Dans sa cellule, son corps est l’objet d’une séparation entre un corps fictif et un corps réel. La démultiplication de soi est explicitement mise en évidence dans la présence d’un autre Jean dans la cellule. L’illusion du double de soi établit ainsi un pont entre le mythe et la réalité et devient le lieu de la réalisation de soi. Pour assurer sa survie, le sujet se recrée nécessairement. La sublimation de l’univers carcéral prend fin quand le narrateur rejoint la réalité sociale de la prison.

Lorsque les passages du livre sont produits sous le régime carcéral, l’identité matérielle de l’auteur se retrouve fragilisée : « On nous donnait du papier avec lequel nous devions fabriquer des sacs.
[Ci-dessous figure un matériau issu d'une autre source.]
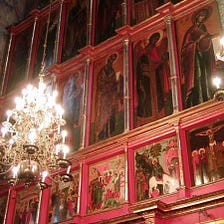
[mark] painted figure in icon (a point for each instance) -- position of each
(208, 161)
(197, 60)
(152, 76)
(154, 175)
(108, 96)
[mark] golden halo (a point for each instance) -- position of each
(206, 10)
(160, 35)
(112, 54)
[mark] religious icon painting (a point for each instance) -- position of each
(64, 199)
(20, 58)
(27, 201)
(199, 60)
(206, 150)
(157, 169)
(50, 46)
(152, 90)
(75, 36)
(72, 93)
(3, 204)
(106, 184)
(107, 112)
(108, 19)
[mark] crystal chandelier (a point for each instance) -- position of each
(32, 144)
(32, 141)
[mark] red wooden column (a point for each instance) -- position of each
(83, 189)
(7, 66)
(60, 31)
(33, 51)
(10, 207)
(43, 206)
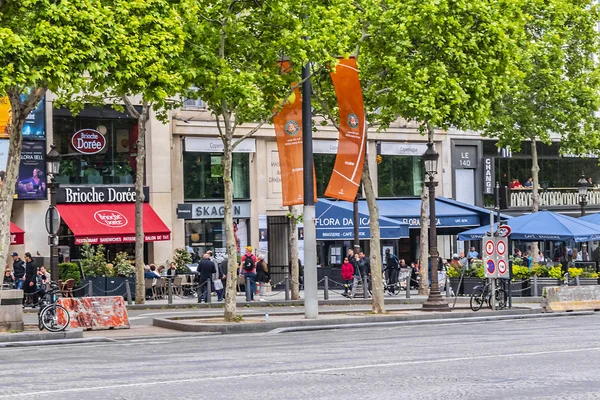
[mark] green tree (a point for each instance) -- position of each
(440, 63)
(44, 46)
(557, 91)
(236, 47)
(145, 71)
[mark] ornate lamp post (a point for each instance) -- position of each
(583, 187)
(435, 301)
(52, 215)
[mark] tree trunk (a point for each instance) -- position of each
(140, 284)
(378, 306)
(535, 196)
(424, 243)
(19, 112)
(293, 253)
(231, 292)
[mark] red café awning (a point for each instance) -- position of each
(111, 223)
(17, 235)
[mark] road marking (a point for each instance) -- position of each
(299, 372)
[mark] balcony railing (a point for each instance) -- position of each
(553, 197)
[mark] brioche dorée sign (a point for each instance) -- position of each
(88, 141)
(110, 218)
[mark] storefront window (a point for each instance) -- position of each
(114, 163)
(400, 176)
(203, 176)
(323, 169)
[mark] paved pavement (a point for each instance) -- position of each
(554, 358)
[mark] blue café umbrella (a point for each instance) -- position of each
(542, 226)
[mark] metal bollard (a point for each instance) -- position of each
(128, 292)
(209, 291)
(408, 283)
(287, 288)
(170, 291)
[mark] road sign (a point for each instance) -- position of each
(501, 247)
(52, 221)
(489, 247)
(502, 268)
(490, 267)
(503, 231)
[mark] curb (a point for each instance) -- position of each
(457, 320)
(38, 336)
(34, 342)
(347, 321)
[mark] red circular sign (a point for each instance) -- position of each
(110, 218)
(502, 266)
(489, 247)
(88, 141)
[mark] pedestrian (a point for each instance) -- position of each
(262, 274)
(8, 277)
(248, 267)
(347, 272)
(18, 271)
(205, 269)
(392, 267)
(30, 286)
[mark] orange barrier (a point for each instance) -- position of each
(96, 313)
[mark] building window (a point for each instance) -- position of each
(400, 176)
(323, 169)
(114, 164)
(203, 176)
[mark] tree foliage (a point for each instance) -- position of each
(557, 90)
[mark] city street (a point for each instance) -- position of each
(550, 358)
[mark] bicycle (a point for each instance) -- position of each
(481, 295)
(52, 316)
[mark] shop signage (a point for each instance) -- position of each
(402, 149)
(88, 141)
(212, 210)
(215, 145)
(110, 218)
(98, 194)
(464, 157)
(488, 175)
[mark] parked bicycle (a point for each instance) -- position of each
(52, 316)
(482, 295)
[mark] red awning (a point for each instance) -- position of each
(110, 223)
(17, 235)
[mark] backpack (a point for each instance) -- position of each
(248, 263)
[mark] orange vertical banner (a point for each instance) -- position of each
(288, 131)
(347, 171)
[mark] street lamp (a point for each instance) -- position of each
(52, 216)
(583, 187)
(435, 301)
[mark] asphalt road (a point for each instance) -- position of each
(549, 358)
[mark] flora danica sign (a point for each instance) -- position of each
(94, 194)
(88, 141)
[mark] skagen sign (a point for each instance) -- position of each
(88, 141)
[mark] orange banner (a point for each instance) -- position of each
(345, 179)
(288, 131)
(4, 117)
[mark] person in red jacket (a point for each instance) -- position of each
(347, 274)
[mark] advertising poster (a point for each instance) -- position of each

C’est donc sur ce papier brun que j’ai écrit le début du livre. Je n’imaginais pas qu’il serait jamais lu. Je pensais ne jamais être lu. J’ai donc écrit sincèrement, avec flamme et rage, et d’autant plus librement que j’étais certain que personne ne me lirait. Un jour, on nous a transféré de la prison de la Santé au palais de Justice de Paris. Lorsque j’ai retrouvé ma cellule, le manuscrit avait disparu. […] J’ai vécu ce vol perpétré par le gardien comme une humiliation ».

Source : Pascaline Hamon, « Notre-Dame des Fleurs et Miracle de la rose, de Jean Genet. L’écriture mise au secret », Les Dossiers du Grihl, décembre 2011, « Écrire en prison, écrire la prison (XVIIe-XXe siècles)». http://dossiersgrihl.revues.org/5000, Regroupement et consolidation d’extraits évoquant le contexte et le processus de subjectivation de l’analyse publiée à la page.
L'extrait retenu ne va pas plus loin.